Pension Benefit Guaranty Corporation (PBGC) is an agency of the United States (US) government that was formed to protect pension benefits of employees in the private sector. Its charter is to continue paying retirees whose pensions might otherwise have been lost because of underfunded pension plans or bankruptcy. PBGC does not use any tax dollars, but uses funds supplied by sources such as insurance premiums, investment income, and assets from any pension plans that Pension Benefit Guaranty Corporation assumes.
Companies have been offering employees pension funds in the US since 1875. The spur that led to the formation of PBGC occurred in 1963. In 1963, Studebaker, a car manufacturer in the US, announced the closing of its South Bend, Indiana plant, leaving behind an underfunded pension plan. This led to legislative action, resulting in the passage of the Employee Retirement Income Security Act of 1974 (ERISA). Pension Benefit Guaranty Corporation was created by law through ERISA.
Pension Benefit Guaranty Corporation's duty is to protect defined benefit pension plans in the private sector. As defined by the US Department of Labor, a defined benefit pension plan offers a retiree a specific monthly dollar amount. This figure is calculated using a formula that involves considerations such as how much money the person was making before retirement and the number of years the person worked at the company.
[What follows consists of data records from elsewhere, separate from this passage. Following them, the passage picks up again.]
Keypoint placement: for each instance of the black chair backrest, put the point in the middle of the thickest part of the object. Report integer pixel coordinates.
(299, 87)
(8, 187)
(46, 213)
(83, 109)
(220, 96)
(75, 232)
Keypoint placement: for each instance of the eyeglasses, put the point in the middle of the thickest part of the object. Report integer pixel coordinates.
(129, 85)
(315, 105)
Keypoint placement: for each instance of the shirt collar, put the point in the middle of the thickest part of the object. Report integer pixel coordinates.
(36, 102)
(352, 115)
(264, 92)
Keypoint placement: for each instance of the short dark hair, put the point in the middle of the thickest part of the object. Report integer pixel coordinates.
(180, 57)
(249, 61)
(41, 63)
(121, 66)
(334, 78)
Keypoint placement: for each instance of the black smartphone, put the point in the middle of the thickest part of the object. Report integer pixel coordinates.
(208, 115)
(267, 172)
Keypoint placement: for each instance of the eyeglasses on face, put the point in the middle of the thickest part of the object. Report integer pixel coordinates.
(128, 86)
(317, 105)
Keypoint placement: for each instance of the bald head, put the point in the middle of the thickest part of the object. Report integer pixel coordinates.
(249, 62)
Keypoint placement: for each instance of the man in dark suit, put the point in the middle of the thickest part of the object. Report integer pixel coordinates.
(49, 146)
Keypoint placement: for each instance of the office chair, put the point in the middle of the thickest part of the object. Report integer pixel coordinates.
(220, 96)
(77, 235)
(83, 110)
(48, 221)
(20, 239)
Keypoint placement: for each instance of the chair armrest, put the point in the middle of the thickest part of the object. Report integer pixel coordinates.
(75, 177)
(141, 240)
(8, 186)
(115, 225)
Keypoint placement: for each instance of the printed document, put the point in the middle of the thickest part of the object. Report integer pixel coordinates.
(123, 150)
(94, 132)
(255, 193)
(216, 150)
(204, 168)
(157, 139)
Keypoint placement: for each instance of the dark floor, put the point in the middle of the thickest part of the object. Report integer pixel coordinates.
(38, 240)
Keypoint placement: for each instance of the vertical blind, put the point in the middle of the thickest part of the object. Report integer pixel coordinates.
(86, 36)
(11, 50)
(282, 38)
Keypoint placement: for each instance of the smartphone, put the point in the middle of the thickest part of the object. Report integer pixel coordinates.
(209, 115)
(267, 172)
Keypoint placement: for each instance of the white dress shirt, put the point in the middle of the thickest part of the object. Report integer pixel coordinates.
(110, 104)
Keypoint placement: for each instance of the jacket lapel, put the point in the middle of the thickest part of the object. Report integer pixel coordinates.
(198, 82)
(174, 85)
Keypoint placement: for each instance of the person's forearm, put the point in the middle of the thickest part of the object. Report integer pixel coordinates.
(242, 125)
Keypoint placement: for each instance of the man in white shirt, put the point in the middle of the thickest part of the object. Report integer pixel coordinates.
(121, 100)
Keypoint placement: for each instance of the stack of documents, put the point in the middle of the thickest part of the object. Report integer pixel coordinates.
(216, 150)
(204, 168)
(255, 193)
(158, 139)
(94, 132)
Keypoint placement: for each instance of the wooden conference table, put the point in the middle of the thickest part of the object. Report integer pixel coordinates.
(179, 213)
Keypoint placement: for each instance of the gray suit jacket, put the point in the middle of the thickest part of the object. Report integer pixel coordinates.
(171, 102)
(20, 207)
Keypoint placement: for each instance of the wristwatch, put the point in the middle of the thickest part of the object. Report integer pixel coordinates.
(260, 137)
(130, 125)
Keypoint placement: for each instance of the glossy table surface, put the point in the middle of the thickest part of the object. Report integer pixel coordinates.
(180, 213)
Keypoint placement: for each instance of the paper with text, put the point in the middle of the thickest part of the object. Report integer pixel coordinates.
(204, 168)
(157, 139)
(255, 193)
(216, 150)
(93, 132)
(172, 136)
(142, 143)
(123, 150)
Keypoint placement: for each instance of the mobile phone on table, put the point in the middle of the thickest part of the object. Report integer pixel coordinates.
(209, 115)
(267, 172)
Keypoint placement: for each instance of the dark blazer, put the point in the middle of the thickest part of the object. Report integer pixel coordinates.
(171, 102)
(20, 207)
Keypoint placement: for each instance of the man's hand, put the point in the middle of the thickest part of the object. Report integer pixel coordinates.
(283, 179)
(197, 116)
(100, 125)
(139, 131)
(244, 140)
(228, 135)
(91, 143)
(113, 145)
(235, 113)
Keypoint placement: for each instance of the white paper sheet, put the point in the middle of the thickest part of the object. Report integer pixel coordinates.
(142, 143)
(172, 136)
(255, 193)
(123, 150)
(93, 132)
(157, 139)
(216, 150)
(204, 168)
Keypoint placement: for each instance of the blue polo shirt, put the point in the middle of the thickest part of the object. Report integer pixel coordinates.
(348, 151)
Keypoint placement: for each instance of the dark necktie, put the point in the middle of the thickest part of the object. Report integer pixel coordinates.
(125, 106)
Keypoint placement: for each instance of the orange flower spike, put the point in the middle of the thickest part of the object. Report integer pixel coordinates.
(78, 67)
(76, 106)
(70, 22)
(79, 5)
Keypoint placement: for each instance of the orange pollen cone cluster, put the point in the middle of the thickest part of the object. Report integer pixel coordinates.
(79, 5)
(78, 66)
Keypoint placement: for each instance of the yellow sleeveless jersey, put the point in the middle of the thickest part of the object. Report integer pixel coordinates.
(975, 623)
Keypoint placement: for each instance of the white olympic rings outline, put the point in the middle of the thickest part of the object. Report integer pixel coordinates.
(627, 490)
The amount of money the person was making might be defined as an average salary over a given period of time.
An employer has options about how to address terminating the company’s pension benefits. If the company can arrange a lump-sum payment to its employees according to its pension benefit rules or can buy an annuity that will cover payments for its qualified employees’ lifetimes, the employer can end the pension plan in a standard termination. PBGC’s involvement stops when the company arranges the lump sum or annuity. In a situation where the company does not have access to funds to supply the pension fund, the company must go bankrupt or demonstrate to Pension Benefit Guaranty Corporation that the company must terminate the pension plan in order to continue operating before PBGC will take over the pension plan. This is called a distress termination.
Sometimes, Pension Benefit Guaranty Corporation terminates a pension plan without a company filing for assistance. This may happen when the company does not have enough funds to pay current pension payments or the company does not have the minimum funding requirements for its pension plan. In addition, Pension Benefit Guaranty Corporation may terminate a pension fund if by allowing the company to continue to operate, the pension fund will have an especially negative financial impact on PBGC.